Catfish And The Bottlemen have gotten me through some tough times — including love and the loss of it. Singer Van McCann’s angsty, alcoholic love songs for post-punk revivalists have made their way over the airwaves, across the pond and into our hearts for about two years now. Riding the high of their May release The Ride, the Bottlemen stopped at the 9:30 Club in Washington a few weeks ago for one of the last stops before they head back to the United Kingdom to finish out the month.
The band’s biting guitars and McCann’s raucous voice were met by the shouts of audience members. The band has an odd dynamic with their listeners. The crowd is a lot of fangirls, screaming for the group as if they were your typical boyband à la One Direction.
But while some of the standard boyband themes are there, don’t be mistaken. They are not your typical boyband.
McCann’s lyrics reek of cigarettes and slur as if through drunken binges, and that’s what sets the group apart. Its modernization of punk rock recognizes the group’s musical roots — heavy guitars and wild performances — but slows the pace down to something more palatable to the masses. Catchy choruses and McCann’s fuck-it attitude on tracks such as “7” and “Cocoon” weave themselves into distortion and grunge, with the end product somewhere between Johnny Marr and early Fall Out Boy.
Sharp solos cut through the mix, standing out from the background noise. Guitarist Johnny Bond’s work stands out in the song “Soundcheck,” and the energy and emotion the band puts into its work shines in moments like those.
The band played work from both of its albums, The Ride and The Balcony.
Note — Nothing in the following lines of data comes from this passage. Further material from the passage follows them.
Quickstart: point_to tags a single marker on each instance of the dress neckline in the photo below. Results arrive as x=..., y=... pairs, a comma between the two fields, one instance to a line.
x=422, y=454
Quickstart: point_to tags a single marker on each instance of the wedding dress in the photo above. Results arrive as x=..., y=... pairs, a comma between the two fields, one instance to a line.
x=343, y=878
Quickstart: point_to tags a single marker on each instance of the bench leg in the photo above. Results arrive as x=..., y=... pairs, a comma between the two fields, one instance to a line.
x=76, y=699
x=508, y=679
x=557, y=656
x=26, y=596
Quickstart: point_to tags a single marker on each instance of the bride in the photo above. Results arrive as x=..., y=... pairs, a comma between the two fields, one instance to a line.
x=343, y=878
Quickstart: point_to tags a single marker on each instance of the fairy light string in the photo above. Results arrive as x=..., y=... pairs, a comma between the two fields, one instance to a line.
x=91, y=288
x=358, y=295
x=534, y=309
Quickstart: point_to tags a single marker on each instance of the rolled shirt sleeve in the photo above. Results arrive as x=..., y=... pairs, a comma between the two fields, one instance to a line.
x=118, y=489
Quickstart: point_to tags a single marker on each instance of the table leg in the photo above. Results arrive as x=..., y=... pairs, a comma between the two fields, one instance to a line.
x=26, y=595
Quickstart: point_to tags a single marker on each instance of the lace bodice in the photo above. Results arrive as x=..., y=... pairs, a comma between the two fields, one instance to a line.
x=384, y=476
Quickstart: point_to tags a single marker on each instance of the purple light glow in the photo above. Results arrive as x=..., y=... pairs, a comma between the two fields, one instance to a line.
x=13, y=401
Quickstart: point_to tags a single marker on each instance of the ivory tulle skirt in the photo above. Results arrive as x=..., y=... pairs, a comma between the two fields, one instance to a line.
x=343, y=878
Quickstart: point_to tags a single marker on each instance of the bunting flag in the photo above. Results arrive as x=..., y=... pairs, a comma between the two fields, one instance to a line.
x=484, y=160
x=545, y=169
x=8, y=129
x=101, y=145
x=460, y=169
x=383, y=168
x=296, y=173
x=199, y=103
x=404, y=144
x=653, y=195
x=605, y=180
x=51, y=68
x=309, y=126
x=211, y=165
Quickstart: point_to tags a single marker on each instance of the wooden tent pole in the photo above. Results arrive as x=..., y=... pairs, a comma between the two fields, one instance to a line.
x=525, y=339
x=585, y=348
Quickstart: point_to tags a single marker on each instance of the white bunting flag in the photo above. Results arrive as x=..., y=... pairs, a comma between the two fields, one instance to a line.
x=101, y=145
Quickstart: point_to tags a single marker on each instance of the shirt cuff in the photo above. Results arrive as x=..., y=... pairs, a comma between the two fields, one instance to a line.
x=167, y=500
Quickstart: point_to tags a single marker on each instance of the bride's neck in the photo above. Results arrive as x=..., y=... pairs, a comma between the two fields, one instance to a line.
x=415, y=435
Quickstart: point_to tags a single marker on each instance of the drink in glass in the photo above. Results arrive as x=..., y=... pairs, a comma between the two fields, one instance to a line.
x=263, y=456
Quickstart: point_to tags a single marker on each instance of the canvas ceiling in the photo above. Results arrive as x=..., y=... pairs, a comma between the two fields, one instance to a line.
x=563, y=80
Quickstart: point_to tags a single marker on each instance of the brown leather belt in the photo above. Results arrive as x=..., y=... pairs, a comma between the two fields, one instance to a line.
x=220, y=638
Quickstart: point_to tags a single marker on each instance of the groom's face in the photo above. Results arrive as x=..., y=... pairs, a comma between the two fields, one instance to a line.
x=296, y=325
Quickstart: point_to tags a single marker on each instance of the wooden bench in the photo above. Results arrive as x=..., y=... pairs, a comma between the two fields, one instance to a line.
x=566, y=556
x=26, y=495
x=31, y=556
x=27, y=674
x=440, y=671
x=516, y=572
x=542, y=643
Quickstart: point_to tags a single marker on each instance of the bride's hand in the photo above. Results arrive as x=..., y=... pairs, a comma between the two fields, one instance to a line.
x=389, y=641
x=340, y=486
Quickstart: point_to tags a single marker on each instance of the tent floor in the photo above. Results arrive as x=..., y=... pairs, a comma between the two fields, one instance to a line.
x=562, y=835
The old-but-new sound on these releases seemed to affect listeners of all ages the same, as demonstrated by the 30-something by me who sang along to every word, bouncing up and down with as much energy as the 18-year-olds I saw in the front of the crowd.
Closing in reverse fashion, the last song Catfish and the Bottlemen played was “Tyrants,” the first song McCann ever wrote — and with it, a bitter tale of a post-show hookup ends in a raucous wall of noise, ending the night on a high.